Внутри «Фирмы» выглядело почти как любой высокотехнологичный офис: чисто, стильно и с корпоративной атмосферой. Вход осуществлялся по электронным считывателям, проводя удостоверения личности. Я направился к главной стойке регистрации, где за толстым пуленепробиваемым стеклом сидели две женщины.
«Я здесь, чтобы увидеть мистера Линна».
«Не могли бы вы это заполнить?» Старший просунул гроссбух через щель под стеклом.
Пока я расписывался в двух полях, она взяла телефон. «Кто здесь, сказать?»
«Меня зовут Ник». У меня даже не было от них никаких документов для прикрытия с тех пор, как я облажался в Вашингтоне, только моё собственное прикрытие, о котором, как я надеялся, они никогда не узнают. Я организовал его на случай, если придёт время исчезнуть, а это чувство возникало у меня как минимум раз в месяц.
На главной книге были отрывные этикетки. Одна половина была оторвана и вложена в пластиковый конверт, который нужно было прикрепить булавкой. Мой был синего цвета с надписью «Сопровождаем везде».
Женщина повесила трубку и указала на ряд мягких кресел.
«Скоро к вам кто-нибудь присоединится».
Я сидел и ждал со своим новым красивым значком, наблюдая, как входят и выходят мужчины и женщины в костюмах. Неформальная пятница ещё не добралась сюда, вверх по реке. Таким, как я, нечасто доводилось сюда заглядывать; последний раз я был здесь в 97-м. Тогда я тоже ненавидел это место. Они умудрялись внушить тебе, что тебе, как члену королевской семьи, здесь не рады, приезжая и портя безупречный корпоративный имидж этого места.
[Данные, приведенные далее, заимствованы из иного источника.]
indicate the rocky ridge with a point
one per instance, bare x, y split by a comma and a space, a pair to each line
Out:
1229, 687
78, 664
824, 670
Примерно через десять минут, когда я почувствовал себя так, словно ждал снаружи кабинета директора, через барьер протиснулся пожилой парень азиатской внешности в аккуратном синем костюме в тонкую полоску.
"Ник?"
Я кивнул и поднялся на ноги.
Он слегка улыбнулся. «Если хотите, следуйте за мной». Проведя картой, висевшей у него на шее, он прошёл через барьер; мне же пришлось пройти металлоискатель, прежде чем мы встретились на другой стороне и пошли к лифтам.
«Мы идем на пятый этаж».
Я кивнула и молчала, пока мы ехали в лифте, не желая, чтобы он понял, что я всё знаю. Это позволило сэкономить на светских разговорах.
На пятом я последовал за ним. Из кабинетов по коридору доносилось лишь тихое гудение кондиционера и скрип моих перьев.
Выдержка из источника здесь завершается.